Hi,
I want to encrypt a string and embed it in a URL, so I want to make sure the encrypted output isn't bigger than the input.
Is AES the way to go?
Hi,
I want to encrypt a string and embed it in a URL, so I want to make sure the encrypted output isn't bigger than the input.
Is AES the way to go?
It's impossible to create any algorithm which will always create a smaller output than the input, but can reverse any output back to the input. If you allow "no bigger than the input" then basically you're just talking isomorphic algorithms where they're always the same size as the input. This is due to the pigeonhole principle.
Added to that, encryption usually has a little bit of padding (e.g. "to the nearest 8 bytes, rounded up" - in AES, that's 16 bytes). Oh, and on top of that you're got the issue of converting between text and binary. Encryption algorithms usually work in binary, but URLs are in text. Even if you assume ASCII, you could end up with an encrypted binary value which isn't ASCII. The simplest way of representing arbitrary binary data in text is to use base64. There are other alternatives which would be highly fiddly, but the general "convert text to binary, encrypt, convert binary to text" pattern is the simplest one.
Simple answer is no.
Any symmetric encryption algorithm ( AES included ) will produce an output of at minimum the same but often slightly larger. As Jon Skeet points out, usually because of padding or alignment.
Of course you could compress your string using zlib and encrypt but you'd need to decompress after decrypting.
Disclaimer - compressing the string with zlib will not guarantee it comes out smaller though
If we are talking about symetric encription to obtain the original encrypted string from a cyphered one it is not possible. I think that unless you use hashes (SHA1, SHA256...) you will never obtain a cyphered string smaller than the original text.
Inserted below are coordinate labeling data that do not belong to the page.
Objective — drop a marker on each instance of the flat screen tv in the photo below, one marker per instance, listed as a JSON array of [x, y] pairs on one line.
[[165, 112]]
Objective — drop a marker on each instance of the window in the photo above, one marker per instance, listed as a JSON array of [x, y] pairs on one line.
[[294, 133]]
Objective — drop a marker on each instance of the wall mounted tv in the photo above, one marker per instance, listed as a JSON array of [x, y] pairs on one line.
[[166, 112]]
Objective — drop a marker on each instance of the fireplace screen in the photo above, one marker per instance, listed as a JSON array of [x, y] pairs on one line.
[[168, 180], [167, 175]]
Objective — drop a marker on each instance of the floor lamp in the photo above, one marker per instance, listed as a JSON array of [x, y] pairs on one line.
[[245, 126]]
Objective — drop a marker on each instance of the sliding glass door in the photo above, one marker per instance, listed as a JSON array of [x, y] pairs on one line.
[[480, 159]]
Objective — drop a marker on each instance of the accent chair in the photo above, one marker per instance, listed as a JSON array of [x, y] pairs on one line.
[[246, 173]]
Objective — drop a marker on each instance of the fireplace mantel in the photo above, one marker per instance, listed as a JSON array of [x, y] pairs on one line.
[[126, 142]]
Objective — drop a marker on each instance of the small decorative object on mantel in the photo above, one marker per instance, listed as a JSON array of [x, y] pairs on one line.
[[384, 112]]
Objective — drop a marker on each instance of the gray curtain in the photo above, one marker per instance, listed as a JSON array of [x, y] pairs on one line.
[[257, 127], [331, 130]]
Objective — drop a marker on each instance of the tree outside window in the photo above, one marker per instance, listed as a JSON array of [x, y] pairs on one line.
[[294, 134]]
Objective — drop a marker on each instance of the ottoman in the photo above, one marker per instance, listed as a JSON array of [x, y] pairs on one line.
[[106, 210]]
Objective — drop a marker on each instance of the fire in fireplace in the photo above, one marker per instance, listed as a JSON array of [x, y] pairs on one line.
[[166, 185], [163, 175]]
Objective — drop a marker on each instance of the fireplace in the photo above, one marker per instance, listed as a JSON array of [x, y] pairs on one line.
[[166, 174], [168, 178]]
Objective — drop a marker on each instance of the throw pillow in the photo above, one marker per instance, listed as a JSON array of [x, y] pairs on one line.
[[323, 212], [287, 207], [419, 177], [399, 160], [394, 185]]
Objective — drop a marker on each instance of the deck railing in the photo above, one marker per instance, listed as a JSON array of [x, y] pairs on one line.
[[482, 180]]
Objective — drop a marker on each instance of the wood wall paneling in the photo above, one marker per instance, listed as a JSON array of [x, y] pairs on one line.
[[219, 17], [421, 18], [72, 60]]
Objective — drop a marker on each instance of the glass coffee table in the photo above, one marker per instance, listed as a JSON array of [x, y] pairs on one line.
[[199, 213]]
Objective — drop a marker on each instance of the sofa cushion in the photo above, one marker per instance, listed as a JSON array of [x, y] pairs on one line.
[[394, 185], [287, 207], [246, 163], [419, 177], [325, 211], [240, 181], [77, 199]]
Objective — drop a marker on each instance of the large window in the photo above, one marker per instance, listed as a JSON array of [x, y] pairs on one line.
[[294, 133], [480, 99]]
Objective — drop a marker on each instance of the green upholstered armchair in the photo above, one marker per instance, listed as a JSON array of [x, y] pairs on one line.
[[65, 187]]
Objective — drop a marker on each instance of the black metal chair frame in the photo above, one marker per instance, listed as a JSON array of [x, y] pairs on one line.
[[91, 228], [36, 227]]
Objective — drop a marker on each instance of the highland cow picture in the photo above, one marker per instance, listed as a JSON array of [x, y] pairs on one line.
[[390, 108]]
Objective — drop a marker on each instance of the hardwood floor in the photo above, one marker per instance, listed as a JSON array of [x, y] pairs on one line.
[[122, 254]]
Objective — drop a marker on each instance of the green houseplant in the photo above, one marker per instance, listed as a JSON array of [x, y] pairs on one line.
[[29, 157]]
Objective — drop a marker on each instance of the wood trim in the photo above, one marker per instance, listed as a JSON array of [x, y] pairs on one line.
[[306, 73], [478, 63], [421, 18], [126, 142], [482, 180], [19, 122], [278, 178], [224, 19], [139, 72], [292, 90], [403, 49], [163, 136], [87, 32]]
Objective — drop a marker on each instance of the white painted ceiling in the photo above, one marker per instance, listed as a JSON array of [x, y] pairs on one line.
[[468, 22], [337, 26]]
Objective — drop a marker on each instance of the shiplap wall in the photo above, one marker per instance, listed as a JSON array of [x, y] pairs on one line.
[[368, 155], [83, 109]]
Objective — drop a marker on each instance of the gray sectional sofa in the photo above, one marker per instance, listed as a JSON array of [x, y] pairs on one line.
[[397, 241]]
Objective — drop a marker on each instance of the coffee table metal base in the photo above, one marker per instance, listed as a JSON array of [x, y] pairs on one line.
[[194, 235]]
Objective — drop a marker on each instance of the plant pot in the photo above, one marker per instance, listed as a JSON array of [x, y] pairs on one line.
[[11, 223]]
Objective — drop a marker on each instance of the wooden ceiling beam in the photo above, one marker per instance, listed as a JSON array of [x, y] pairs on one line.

The problem with hashes is that they are not the solution for retrieving the original string because they are one way encryption algorithms.
When using AES, the output data will be rounded up to have a specific length (e.g a length divisible trough 16).
If you want to transfer secret data to another website, a HTTP post may do better than embedding the data into the URL.
What matters is not really the cipher that you use, but the encryption mode that you use. For example the CTR mode has no length expansion, but every encryption needs a new distinct starting point for the counter. Other modes like OFB, CFB (or CBC with ciphertext stealing) also don't need to be padded to a multiple of the block length of the cipher, but they need an IV. It is unclear from your question if there is some information available from which an IV could be derived pseudorandomly an if any of these modes would be appropriate. It is also unclear if you need authentication, or if you need semantic security> i.e. is it a problem if you encrypt the same string twice and you get the same ciphertext twice?
Also just another thing to clarify:
Not only is it true that symmetric encryption algorithms produce an output that is at least as large as the input, the same is true of asymmetric encryption.
"Asymmetric encryption" and "cryptographic hashes" are two different things.
Asymmetric encryption (e.g. RSA) means that given the output (i.e. the ciphertext), you can get the input (i.e. the plaintext) back if you have the right key, it's just that decrypting requires a different key than the key used for encrypting. For asymmetric encryption, the same "pigeonhole principle" argument applies.
Cryptographic hashes (e.g. SHA-1) mean that given the output (i.e. the hash) you can't get the input back, and you can't even find a different input that hashes to the same value (assuming the hash is secure). For cryptographic hashes, the hash can be shorter than the input. (In fact the hash is the same size regardless of the length of the input.
And also one more thing: In any secure encryption system the ciphertext will be longer than the plaintext. This is because there are multiple possible ciphertexts that any given plaintext could encrypt to (e.g. using different IVs.) If this were not the case then the cipher would leak information because if two identical plaintexts were encrypted, they would encrypt to identical ciphertexts, and an adversary would then know that the plaintexts were the same.